Cela rappelé, comment arbitrer cette frontière, parfois mouvante, entre plaire et déplaire ? Admettons que c’est parfois délicat. Si l’on exclut un instant du débat les pervers, nous sommes tous d’accord pour condamner le viol. Le consensus est plus trouble sur la notion de harcèlement. Sinon, l’affaire serait entendue, et depuis longtemps. En principe, le harcèlement commence lorsqu’une des deux parties se sent «importunée» justement. Mais tous les harcèlements n’ont pas la même gravité, selon le degré d’insistance ou le rapport de force.

Pour certaines féministes, plus gauchistes que féministes, le sexisme n’est jamais aussi grave que si l’oppresseur appartient aux classes dominantes (réalisateur, producteur, journaliste, si possible juif). Il est moins grave si l’agresseur appartient aux classes défavorisées (d’où leur embarras sur les viols de Cologne) ou s’il est puissant, riche et célèbre, mais musulman.

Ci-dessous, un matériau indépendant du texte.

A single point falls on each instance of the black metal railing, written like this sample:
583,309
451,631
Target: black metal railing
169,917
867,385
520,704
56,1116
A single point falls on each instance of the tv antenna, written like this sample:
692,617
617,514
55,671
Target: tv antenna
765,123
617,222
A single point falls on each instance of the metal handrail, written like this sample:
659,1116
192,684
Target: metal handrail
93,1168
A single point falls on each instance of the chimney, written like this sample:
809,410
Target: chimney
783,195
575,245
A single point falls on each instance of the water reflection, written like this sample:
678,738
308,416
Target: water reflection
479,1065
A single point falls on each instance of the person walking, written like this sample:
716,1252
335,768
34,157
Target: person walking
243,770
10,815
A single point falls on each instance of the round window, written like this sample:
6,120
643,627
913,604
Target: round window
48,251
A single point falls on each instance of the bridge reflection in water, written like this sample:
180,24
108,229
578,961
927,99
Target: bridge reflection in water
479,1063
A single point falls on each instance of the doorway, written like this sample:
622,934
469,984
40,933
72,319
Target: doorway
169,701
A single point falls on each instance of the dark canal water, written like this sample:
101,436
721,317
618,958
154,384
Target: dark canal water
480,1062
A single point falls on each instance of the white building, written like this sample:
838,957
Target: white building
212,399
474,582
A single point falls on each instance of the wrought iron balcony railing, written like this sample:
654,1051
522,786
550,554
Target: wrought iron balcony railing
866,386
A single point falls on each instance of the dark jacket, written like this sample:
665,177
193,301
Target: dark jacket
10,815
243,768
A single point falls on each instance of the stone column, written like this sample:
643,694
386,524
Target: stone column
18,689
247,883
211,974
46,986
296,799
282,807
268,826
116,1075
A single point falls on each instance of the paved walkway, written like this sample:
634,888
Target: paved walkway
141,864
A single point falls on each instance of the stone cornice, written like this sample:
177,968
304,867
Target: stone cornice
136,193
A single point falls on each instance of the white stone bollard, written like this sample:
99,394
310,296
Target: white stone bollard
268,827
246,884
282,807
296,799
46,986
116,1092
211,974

Le féminisme universaliste ne voit pas le monde ainsi. Il s’inquiète de toutes les agressions, qu’il s’agisse de Hollywood ou des quartiers populaires, de Harvey Weinstein ou de Tariq Ramadan. Un viol est un viol. Un harcèlement est un harcèlement. Mais un harcèlement est encore plus destructeur lorsqu’il pourrit la vie quotidienne des femmes pauvres (qui ne peuvent changer de travail ou de quartier) que celle de femmes riches (qui peuvent déménager ou prendre un avocat).

En dehors de ces cas clairement asymétriques et dégradants, comment classer la drague lourde et inopportune ? Ce n’est pas un délit, nous disent les signataires du manifeste des 100. Certes. Mais ce n’est pas du libertinage non plus.

La liberté sexuelle suppose de penser au désir de l’autre, en vue d’obtenir une envie réciproque. Nous parlons d’une conquête douce et négociée, qui peut jouer des codes de la guerre, mais sans confondre l’autre avec un champ de bataille. Le jeu est plus simple entre deux hommes ou entre deux femmes, car tous les codes sont à réinventer. La joute plus difficile à ajuster entre hommes et femmes, inégaux en genres, forgés par des vécus et des ressentis différents, et qui doivent en plus se défaire des représentations patriarcales.

Malgré des progrès, notre société continue d’encourager les hommes à s’exciter d’un non. Quand les femmes n’osent pas dire oui, pour ne pas passer pour des salopes. La voilà, la vraie misère sexuelle. A force d’attiser le désir brutal des hommes tout en bridant celui des femmes, il s’est installé une dysharmonie, à la source d’une immense frustration. La domination masculine y ajoute sa violence. On n’en sortira pas sans changer nos représentations. Non pas en expurgeant l’art de nos zones grises ou de nos malentendus passés. Mais en écrivant d’autres œuvres, où les femmes prennent confiance et désirent ardemment.